Territorial claims of the People's Republic of China (PRC) and the Republic of China (ROC) in the South China Sea overlap with the claims of Vietnam, the Philippines, Brunei and Malaysia. In 2020, the PRC announced the establishment of Sansha City, which included the entirety of the Paracel Islands and Spratly Islands.

=== Taiwan ===

The Republic of China (ROC) was established in mainland China in 1912 following the conclusion of the 1911 Revolution which led to the collapse of the Qing dynasty. The Chinese Civil War that broke out in 1927 was fought between the Kuomintang-led Nationalist government and the Chinese Communist Party (CCP).

Since the end of the Chinese Civil War in 1949, the de facto territories of the ROC are limited to the Taiwan Area which includes the island of Taiwan (ceded to the Empire of Japan in 1895 by the Qing dynasty of China; handover to the Republic of China in 1945) and several other islands. Meanwhile, the People's Republic of China (PRC), established in 1949 by the CCP, controls mainland China, Hong Kong and Macau. Officially, both the ROC and the PRC claim de jure sovereignty over all of China (including Taiwan), and regard the other government as being in rebellion.

Until 1971, the ROC was the representative of China at the United Nations (UN) and was a permanent member of the UN Security Council with veto power. In 1971, the PRC replaced the ROC as the representative of China at the UN.

Skepticism from Taiwanese toward the PRC has intensified as a result of growing Chinese nationalist threat to attack the island if an independent Taiwanese state was to be created.

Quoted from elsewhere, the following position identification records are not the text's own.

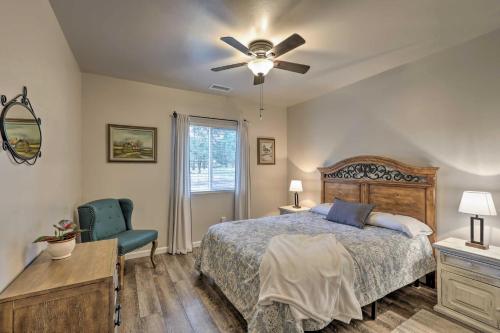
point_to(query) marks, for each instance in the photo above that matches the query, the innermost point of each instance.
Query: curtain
(242, 186)
(179, 216)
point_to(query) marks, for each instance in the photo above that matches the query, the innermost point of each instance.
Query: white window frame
(220, 124)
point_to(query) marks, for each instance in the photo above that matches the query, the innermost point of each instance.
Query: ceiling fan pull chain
(261, 101)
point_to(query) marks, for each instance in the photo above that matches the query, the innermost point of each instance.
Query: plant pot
(61, 249)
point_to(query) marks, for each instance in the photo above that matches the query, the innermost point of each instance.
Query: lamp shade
(296, 186)
(477, 203)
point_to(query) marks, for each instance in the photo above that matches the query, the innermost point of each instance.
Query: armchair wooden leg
(153, 249)
(122, 270)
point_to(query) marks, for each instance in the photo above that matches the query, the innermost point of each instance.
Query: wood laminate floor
(174, 298)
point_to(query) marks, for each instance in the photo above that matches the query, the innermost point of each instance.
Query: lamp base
(478, 245)
(296, 201)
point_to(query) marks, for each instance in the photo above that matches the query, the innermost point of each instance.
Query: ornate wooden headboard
(391, 186)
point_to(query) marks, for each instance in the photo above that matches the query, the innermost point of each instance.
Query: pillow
(350, 213)
(406, 224)
(322, 209)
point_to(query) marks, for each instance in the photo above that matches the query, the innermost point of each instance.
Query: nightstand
(290, 209)
(468, 281)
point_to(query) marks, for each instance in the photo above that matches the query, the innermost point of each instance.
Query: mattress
(385, 260)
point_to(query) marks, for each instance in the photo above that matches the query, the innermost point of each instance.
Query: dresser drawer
(471, 265)
(470, 297)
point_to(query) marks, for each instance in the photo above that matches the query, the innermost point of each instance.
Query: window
(212, 157)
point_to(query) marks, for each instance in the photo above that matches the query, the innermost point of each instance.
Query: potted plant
(63, 242)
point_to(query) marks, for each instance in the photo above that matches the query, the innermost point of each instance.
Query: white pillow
(406, 224)
(322, 209)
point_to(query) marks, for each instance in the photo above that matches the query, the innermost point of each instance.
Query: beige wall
(108, 100)
(443, 110)
(35, 53)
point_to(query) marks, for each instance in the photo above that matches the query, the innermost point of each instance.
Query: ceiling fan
(264, 55)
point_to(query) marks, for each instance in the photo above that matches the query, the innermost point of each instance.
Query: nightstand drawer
(470, 265)
(472, 298)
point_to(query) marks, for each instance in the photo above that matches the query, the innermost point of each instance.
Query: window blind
(212, 155)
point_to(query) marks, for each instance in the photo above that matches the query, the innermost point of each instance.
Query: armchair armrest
(127, 207)
(86, 217)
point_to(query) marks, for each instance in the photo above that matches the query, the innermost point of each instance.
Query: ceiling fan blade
(237, 45)
(288, 44)
(222, 68)
(258, 79)
(291, 66)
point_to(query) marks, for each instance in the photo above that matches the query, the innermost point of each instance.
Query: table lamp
(296, 186)
(477, 203)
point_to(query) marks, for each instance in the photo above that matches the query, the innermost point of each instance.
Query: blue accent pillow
(350, 213)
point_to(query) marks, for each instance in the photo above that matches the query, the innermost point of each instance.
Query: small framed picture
(266, 151)
(131, 144)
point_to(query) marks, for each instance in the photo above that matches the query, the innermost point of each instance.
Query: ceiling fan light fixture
(260, 66)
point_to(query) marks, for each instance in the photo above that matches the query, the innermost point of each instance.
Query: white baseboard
(145, 253)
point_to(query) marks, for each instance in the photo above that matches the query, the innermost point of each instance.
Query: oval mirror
(21, 130)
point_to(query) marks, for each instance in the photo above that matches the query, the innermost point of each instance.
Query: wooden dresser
(469, 284)
(76, 294)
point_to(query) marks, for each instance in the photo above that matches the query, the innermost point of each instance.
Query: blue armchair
(112, 218)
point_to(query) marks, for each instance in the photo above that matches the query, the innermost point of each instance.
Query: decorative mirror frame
(25, 102)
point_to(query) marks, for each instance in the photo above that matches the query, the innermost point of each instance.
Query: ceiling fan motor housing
(260, 47)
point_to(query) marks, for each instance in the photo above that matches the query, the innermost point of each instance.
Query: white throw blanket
(314, 275)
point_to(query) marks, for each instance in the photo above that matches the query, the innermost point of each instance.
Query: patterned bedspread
(385, 260)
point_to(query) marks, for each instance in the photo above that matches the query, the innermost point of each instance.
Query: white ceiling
(175, 42)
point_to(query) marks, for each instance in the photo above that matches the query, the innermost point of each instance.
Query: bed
(385, 260)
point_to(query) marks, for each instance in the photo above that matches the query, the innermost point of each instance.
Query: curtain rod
(236, 121)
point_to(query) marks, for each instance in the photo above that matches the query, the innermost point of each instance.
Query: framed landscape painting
(131, 144)
(266, 151)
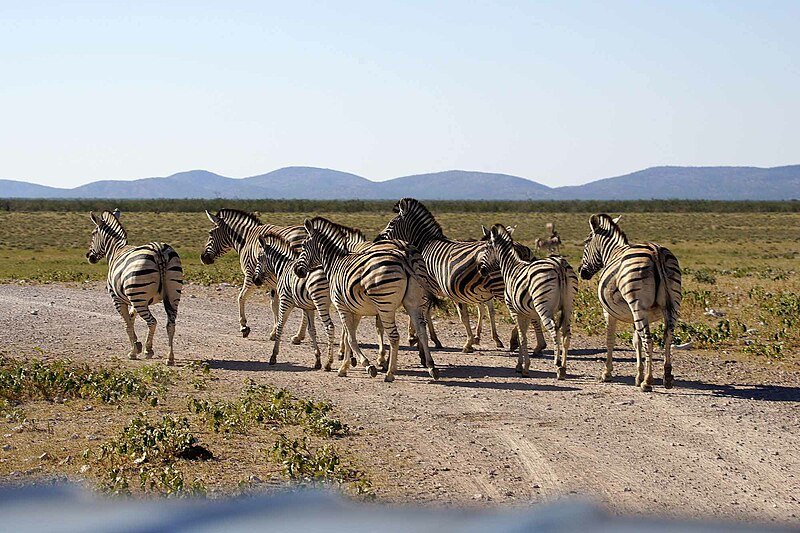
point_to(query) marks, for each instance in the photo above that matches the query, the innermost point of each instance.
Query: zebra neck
(508, 258)
(114, 248)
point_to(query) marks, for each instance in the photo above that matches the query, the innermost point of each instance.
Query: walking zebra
(309, 293)
(639, 284)
(234, 229)
(540, 291)
(452, 264)
(374, 280)
(138, 276)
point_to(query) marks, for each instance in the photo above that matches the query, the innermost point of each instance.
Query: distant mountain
(694, 183)
(464, 185)
(708, 183)
(22, 189)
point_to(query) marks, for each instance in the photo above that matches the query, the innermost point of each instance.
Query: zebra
(138, 276)
(453, 264)
(540, 291)
(639, 284)
(375, 279)
(309, 293)
(233, 229)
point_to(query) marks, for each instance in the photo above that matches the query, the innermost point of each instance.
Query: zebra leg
(523, 361)
(285, 307)
(495, 337)
(148, 317)
(463, 314)
(647, 352)
(417, 317)
(479, 324)
(244, 294)
(390, 326)
(381, 345)
(431, 332)
(668, 377)
(312, 331)
(301, 331)
(127, 317)
(611, 335)
(350, 322)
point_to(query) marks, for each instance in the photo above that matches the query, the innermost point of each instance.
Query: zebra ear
(213, 218)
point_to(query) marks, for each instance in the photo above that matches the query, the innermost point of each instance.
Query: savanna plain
(724, 443)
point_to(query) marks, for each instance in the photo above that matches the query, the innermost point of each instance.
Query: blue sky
(559, 92)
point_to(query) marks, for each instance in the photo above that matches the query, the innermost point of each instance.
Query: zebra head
(219, 240)
(310, 253)
(488, 261)
(604, 237)
(107, 233)
(262, 265)
(413, 223)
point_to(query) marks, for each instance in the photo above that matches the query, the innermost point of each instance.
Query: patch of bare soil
(724, 443)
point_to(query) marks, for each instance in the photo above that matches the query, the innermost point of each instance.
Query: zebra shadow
(743, 391)
(258, 366)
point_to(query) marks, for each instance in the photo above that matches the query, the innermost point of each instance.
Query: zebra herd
(411, 263)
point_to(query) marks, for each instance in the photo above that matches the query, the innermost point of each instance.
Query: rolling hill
(706, 183)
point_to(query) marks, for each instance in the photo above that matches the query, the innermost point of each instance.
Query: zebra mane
(229, 214)
(605, 226)
(416, 212)
(325, 225)
(279, 243)
(113, 227)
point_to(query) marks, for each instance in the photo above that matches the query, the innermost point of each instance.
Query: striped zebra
(239, 230)
(540, 291)
(309, 293)
(639, 284)
(374, 280)
(453, 264)
(138, 276)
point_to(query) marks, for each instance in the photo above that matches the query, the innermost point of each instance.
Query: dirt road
(724, 443)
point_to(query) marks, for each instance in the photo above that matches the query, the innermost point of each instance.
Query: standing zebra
(453, 264)
(639, 284)
(374, 280)
(137, 277)
(239, 230)
(542, 291)
(309, 293)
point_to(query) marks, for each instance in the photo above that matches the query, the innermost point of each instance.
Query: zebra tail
(671, 315)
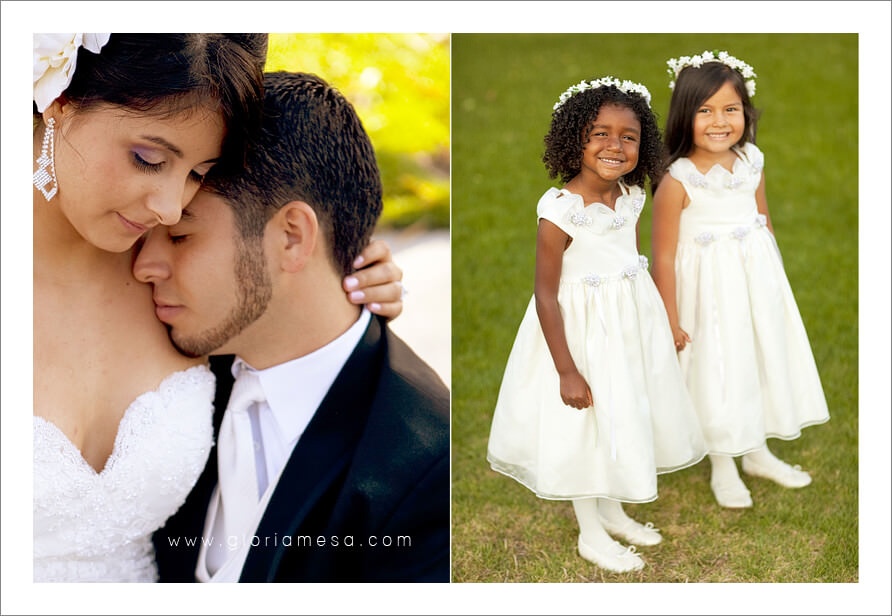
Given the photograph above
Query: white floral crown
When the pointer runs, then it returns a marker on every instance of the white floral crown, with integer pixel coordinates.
(55, 57)
(676, 64)
(623, 86)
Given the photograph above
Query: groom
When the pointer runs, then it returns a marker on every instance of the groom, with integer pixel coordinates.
(331, 461)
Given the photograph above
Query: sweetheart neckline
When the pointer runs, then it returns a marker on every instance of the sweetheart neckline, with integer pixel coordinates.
(119, 434)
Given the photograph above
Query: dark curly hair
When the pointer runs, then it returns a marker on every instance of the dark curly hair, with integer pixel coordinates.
(571, 124)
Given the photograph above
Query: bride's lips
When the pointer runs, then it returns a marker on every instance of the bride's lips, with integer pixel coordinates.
(166, 312)
(131, 226)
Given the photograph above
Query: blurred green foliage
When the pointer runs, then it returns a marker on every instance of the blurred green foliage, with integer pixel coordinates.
(399, 85)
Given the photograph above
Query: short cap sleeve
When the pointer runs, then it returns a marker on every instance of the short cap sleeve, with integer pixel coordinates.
(754, 156)
(557, 206)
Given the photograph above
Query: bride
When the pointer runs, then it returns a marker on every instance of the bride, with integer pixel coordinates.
(125, 129)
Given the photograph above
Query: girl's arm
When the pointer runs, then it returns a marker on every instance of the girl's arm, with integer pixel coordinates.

Since the election of the independence-leaning Tsai Ing-wen, the PRC has conducted numerous military drills preparing for possible armed conflict with the ROC.

=== Tibet ===

Tibet came under the control of the Qing dynasty of China in 1720 and remained under Qing suzerainty (or protectorate) until 1912. The succeeding Republic of China claimed inheritance of all territories held by the Qing dynasty, including Tibet. After the Xinhai Revolution in 1911, most of the area comprising the present-day Tibet Autonomous Region (TAR) became a de facto independent polity except for border regions such as Amdo and Eastern Kham.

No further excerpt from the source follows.